Summary of project: The Visible Human Project (VHP) of the National Library of Medicine has catalyzed the development of advanced visualization software that has aided in anatomy education and has been an invaluable resource to biomedical researchers. It has aided in the development of numerous technologies, with applications spanning from improving imaging technology to simulating surgical procedures.
Our long-term goal is to develop a comparable “Audible Human Project” (AHP). This would accurately simulate the production, transmission and noninvasive measurement of naturally-occurring sounds associated with cardiovascular, pulmonary and gastro-intestinal function. It would also model externally introduced sounds, for example via percussion at the skin surface.

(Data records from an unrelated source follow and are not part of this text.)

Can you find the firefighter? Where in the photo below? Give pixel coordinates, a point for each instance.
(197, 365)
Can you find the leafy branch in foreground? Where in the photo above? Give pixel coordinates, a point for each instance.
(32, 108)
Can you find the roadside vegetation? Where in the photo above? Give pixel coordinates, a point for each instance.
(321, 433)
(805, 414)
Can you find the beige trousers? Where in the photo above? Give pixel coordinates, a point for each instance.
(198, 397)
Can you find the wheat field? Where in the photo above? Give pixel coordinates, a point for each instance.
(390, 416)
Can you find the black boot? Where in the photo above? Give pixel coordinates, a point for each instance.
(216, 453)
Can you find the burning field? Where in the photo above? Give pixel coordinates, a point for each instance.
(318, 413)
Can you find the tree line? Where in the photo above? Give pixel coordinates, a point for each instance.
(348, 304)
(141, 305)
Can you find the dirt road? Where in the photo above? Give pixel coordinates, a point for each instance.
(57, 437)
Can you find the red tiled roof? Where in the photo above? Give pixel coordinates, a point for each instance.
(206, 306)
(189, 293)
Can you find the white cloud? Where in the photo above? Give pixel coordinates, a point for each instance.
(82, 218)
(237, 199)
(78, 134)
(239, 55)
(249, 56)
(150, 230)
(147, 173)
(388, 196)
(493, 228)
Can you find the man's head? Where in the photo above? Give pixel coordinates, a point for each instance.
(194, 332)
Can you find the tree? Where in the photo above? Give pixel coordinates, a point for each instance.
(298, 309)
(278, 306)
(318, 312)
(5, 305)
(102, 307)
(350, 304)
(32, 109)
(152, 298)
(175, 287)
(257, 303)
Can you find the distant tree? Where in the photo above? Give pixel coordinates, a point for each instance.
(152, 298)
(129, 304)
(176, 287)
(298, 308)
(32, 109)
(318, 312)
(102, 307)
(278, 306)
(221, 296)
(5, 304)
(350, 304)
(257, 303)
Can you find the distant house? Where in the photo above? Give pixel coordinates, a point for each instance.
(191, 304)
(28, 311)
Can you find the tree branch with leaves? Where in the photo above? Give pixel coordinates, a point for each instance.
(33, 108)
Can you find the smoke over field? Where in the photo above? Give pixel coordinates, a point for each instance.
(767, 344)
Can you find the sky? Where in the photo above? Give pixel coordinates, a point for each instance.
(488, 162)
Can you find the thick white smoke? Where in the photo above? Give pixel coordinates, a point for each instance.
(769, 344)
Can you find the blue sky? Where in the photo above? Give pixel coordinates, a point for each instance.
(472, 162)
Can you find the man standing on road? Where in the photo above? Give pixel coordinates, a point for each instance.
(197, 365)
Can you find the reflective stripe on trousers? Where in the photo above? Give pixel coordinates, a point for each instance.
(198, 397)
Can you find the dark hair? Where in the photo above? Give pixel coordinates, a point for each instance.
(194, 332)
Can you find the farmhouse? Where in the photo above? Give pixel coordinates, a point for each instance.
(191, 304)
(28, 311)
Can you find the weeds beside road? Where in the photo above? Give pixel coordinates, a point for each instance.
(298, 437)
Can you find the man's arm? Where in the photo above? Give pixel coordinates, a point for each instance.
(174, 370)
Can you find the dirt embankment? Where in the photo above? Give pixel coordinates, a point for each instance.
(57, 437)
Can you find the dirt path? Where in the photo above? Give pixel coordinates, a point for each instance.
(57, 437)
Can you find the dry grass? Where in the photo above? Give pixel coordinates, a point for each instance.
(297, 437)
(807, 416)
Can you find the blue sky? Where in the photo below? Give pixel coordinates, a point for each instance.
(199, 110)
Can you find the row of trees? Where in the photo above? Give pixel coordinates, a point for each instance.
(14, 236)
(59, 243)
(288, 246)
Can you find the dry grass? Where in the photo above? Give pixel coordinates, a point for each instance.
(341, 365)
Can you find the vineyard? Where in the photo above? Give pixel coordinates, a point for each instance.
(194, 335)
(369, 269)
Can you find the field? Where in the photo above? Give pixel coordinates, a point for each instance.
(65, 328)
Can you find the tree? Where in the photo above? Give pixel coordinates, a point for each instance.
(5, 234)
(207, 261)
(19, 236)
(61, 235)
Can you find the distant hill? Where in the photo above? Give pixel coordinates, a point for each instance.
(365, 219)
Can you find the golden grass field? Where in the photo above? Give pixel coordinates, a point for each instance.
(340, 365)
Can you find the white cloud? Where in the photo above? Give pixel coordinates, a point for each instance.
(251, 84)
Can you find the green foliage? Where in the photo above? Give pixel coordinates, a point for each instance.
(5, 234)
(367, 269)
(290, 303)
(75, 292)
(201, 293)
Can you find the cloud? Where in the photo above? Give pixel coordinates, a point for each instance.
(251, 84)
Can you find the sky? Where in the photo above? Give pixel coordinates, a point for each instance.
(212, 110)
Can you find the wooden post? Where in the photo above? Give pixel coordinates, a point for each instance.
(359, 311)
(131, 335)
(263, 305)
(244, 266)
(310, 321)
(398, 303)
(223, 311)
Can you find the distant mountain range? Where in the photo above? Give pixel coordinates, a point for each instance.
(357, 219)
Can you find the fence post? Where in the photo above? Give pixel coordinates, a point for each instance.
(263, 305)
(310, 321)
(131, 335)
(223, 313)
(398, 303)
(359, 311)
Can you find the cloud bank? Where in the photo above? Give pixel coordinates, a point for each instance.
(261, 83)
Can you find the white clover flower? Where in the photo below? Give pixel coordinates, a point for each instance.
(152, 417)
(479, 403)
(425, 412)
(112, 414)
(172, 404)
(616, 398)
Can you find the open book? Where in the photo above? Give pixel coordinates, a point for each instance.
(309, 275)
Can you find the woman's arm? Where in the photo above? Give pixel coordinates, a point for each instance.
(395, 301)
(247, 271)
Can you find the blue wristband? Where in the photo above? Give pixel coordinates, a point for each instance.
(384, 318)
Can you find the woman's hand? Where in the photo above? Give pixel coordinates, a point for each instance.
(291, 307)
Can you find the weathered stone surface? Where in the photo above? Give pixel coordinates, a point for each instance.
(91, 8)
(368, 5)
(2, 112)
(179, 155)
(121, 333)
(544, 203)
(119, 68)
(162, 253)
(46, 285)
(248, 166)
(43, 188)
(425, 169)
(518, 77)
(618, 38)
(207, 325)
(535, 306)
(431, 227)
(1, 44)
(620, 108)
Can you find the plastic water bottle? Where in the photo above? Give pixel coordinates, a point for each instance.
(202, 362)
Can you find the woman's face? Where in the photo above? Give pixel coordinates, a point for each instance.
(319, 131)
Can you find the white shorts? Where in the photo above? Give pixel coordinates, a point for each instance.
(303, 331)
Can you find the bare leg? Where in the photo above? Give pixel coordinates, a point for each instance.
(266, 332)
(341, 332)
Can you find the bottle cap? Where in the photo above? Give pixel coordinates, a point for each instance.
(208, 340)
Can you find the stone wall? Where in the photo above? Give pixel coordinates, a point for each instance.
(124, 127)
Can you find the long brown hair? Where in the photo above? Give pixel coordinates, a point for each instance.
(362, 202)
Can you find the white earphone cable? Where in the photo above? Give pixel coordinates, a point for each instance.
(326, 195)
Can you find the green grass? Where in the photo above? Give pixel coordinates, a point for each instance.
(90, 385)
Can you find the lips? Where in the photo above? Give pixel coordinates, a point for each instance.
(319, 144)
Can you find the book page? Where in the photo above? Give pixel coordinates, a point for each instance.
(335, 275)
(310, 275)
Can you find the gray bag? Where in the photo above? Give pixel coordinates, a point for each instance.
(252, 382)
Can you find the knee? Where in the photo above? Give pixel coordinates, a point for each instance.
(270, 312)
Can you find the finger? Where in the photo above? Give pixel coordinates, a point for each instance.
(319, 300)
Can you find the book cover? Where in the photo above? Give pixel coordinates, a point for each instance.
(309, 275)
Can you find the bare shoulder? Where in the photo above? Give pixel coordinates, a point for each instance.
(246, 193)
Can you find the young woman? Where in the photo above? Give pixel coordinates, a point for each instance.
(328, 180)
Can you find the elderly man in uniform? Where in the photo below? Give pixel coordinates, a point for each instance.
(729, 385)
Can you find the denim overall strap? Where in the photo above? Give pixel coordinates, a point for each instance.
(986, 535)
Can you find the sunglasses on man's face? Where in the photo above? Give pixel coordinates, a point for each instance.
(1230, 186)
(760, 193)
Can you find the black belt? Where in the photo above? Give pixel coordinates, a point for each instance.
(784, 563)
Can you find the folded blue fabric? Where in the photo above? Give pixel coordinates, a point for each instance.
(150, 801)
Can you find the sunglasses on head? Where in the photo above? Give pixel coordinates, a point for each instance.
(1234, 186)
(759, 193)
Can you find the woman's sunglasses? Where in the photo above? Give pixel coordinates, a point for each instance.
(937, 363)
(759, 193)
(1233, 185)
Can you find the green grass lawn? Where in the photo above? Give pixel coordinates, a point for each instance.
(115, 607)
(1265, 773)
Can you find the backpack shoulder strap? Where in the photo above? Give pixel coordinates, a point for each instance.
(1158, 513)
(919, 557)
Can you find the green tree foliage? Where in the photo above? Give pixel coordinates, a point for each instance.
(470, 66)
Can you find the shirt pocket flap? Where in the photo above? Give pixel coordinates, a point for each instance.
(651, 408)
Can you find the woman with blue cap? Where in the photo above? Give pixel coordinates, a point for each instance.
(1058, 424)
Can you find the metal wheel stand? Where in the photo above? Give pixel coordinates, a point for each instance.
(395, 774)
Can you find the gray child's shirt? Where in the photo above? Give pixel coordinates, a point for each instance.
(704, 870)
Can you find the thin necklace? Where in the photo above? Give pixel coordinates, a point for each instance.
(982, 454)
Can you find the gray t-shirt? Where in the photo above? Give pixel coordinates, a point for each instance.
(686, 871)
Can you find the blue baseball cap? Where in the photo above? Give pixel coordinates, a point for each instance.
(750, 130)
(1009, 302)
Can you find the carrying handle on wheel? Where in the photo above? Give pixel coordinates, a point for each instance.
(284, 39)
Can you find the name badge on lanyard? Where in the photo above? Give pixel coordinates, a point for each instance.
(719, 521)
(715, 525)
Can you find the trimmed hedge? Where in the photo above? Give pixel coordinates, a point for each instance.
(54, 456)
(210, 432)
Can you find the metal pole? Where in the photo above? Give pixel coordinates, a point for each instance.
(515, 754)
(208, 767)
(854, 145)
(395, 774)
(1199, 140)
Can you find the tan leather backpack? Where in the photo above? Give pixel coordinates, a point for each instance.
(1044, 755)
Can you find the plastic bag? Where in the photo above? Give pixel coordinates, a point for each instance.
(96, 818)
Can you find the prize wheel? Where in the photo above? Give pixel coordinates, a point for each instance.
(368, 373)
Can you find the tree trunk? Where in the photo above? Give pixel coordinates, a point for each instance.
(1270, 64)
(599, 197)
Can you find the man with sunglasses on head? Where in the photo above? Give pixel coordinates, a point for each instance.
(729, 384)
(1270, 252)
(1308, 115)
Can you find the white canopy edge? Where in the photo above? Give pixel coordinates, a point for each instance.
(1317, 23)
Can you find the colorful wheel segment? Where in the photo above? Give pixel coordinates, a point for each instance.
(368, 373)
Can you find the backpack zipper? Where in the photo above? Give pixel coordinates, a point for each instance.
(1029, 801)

Constructed from a baseline of acoustic characteristics recorded for specific human subjects with specific pathologies and sensors, the Audible Human model extrapolates the acoustic characteristics for virtual patients with different pathologies and anatomical dimensions. It also simulates access to the pathologies of virtual patients using different acoustic sensors from the original recording sensor.
The AHP has the potential to impact both medical education and research. It could catalyze the development of new inexpensive, portable auscultative methods, as well as more advanced multimode acoustic imaging modalities. From an educational perspective, recent studies have emphasized the continued importance of skilled auscultation in medicine and the fact that this skill is in decline among younger physicians. The AHP could help provide a more effective educational experience. A student would not just listen to audio recordings, but would be able to interactively vary anatomy and pathology, as well as sensor position, type and contact pressure, so as to hear, “see” and “feel” (in a haptic environment) the results and associate them with quantifiable metrics.
The goal of this 4-year R01 application (which builds upon a R03 pilot grant) is to develop and experimentally validate comprehensive male and female upper torso acoustic models capable of representing healthy and specific pathological conditions in the lungs.